Bench Memos

Law & the Courts

Ah, Those Amazing Metadata Sleuths

While I was at lunch, I received this amusing inquiry from Rolling Stone politics editor Andrew Perez:

I was reviewing this brief filed by the Ethics and Public Policy Center in the Supreme Court’s mifepristone case, and the metadata shows it was authored by Jonathan Mitchell. I presume that means Jonathan Mitchell, the Trump lawyer who wrote SB 8 since he has worked with the Fillmore Law Firm.

He’s not listed as a counsel on the brief, so we’d love to know why that is. Is it fair to say that Jonathan Mitchell ghostwrote your brief?

An additional question: EPPC filed a similar brief earlier pressing the Supreme Court to take up the mifepristone case. The metadata on that earlier brief lists [redacted] as the author. Who is she and who does or did she work for?

Here is the response I just sent Mr.

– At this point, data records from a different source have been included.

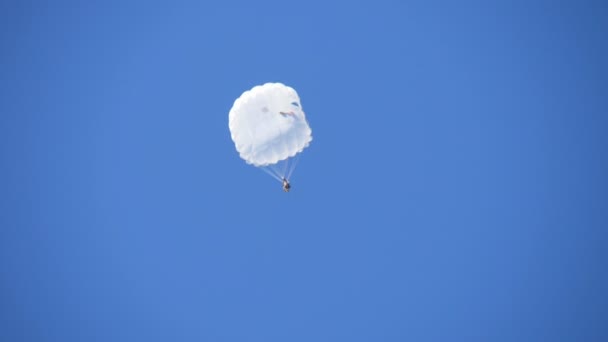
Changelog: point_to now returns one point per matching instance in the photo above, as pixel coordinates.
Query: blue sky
(455, 189)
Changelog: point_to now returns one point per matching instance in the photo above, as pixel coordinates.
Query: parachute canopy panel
(268, 124)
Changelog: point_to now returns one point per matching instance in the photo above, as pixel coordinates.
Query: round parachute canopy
(269, 127)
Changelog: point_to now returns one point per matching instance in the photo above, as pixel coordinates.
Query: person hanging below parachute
(269, 129)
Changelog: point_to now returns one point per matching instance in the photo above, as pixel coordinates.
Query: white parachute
(269, 129)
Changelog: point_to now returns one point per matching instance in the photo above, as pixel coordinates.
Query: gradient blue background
(456, 188)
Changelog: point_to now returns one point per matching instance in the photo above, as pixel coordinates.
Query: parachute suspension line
(272, 172)
(293, 165)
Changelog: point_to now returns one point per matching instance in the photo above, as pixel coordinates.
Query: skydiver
(286, 185)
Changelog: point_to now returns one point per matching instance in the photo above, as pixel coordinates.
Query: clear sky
(456, 188)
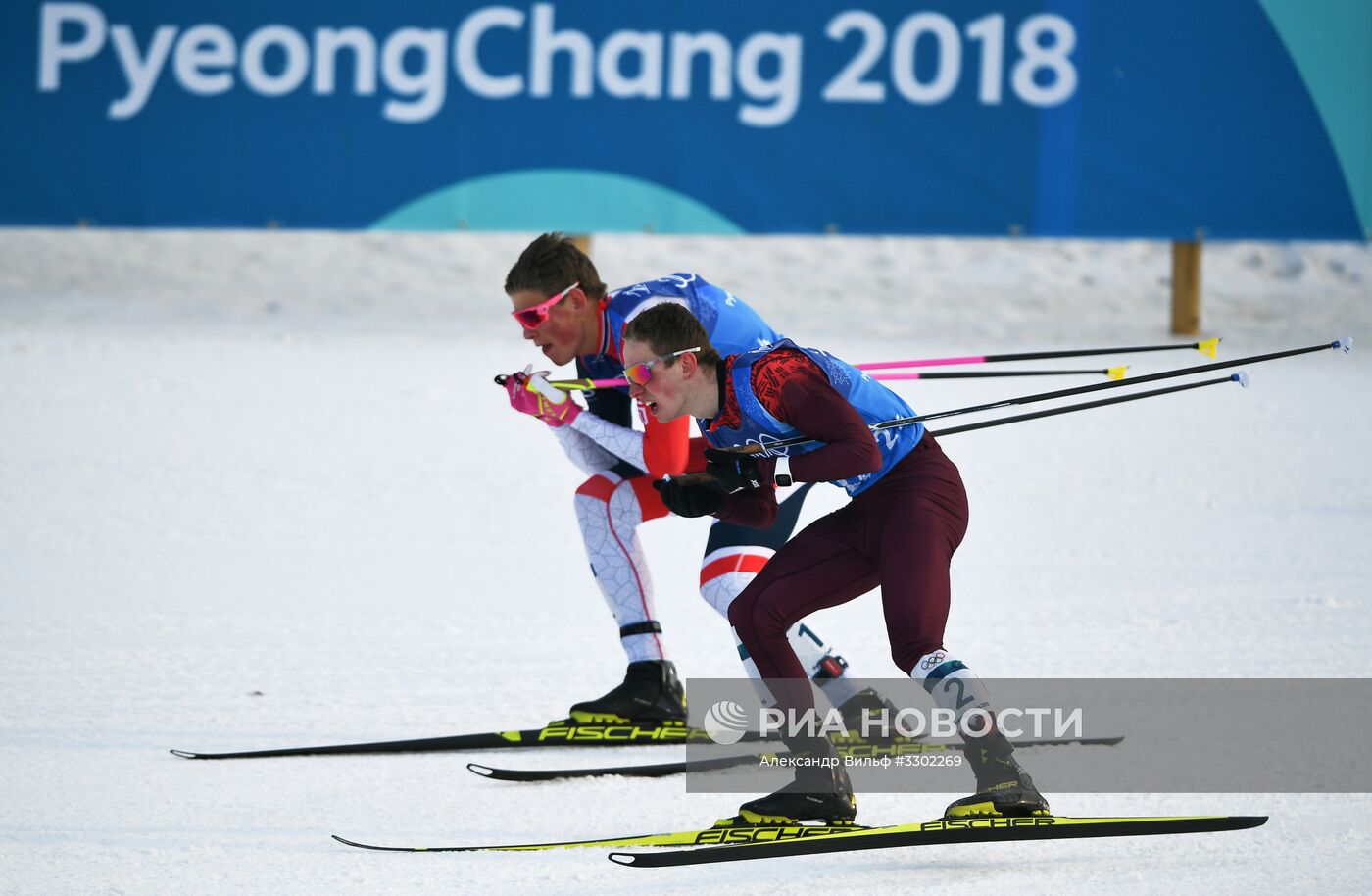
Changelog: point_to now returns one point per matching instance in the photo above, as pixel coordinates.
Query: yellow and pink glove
(532, 394)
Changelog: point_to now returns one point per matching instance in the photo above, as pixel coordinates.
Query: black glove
(733, 471)
(689, 500)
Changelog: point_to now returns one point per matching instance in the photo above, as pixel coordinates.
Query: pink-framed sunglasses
(641, 373)
(534, 316)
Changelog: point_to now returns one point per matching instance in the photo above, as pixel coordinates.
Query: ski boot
(651, 692)
(819, 792)
(1004, 786)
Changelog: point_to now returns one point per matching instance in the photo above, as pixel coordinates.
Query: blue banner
(1168, 120)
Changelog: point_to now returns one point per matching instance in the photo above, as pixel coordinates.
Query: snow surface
(257, 490)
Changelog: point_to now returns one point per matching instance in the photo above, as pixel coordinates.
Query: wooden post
(1186, 288)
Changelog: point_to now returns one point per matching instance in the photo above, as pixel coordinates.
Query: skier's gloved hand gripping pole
(1347, 345)
(532, 394)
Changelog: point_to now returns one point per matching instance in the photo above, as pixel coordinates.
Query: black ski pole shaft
(1079, 390)
(1242, 379)
(1207, 346)
(991, 374)
(1204, 346)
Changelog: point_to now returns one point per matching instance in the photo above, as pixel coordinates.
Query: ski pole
(1114, 373)
(1347, 343)
(1241, 377)
(1206, 346)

Perez:

No, Jonathan Mitchell did not write one word of the brief (which you will discover draws very heavily on blog posts that I wrote over a year ago).

Our local counsel was looking for a template for the brief that complies with the Supreme Court’s complicated formatting requirements, and he borrowed a template from one of Jonathan’s briefs.

[Redacted] assisted us with formatting the earlier brief.

I’m guessing that I’ve ruined my chance to appear in Rolling Stone. (By the way, Perez also botches his summary of the position in our earlier brief.)

Update (3:15 p.m.): I evidently grossly overestimated Perez’s integrity. In a follow-up email, he tells me: “we will note he [Mitchell] was listed in the metadata and you say he didn’t write that brief.” (My italics.) My brief obviously draws heavily from these blog posts I wrote in January 2023 and from four previous amicus briefs I submitted at various stages in the same matter that didn’t have the misleading metadata. No reasonable person could continue to entertain Perez’s delusion. What a malicious hack.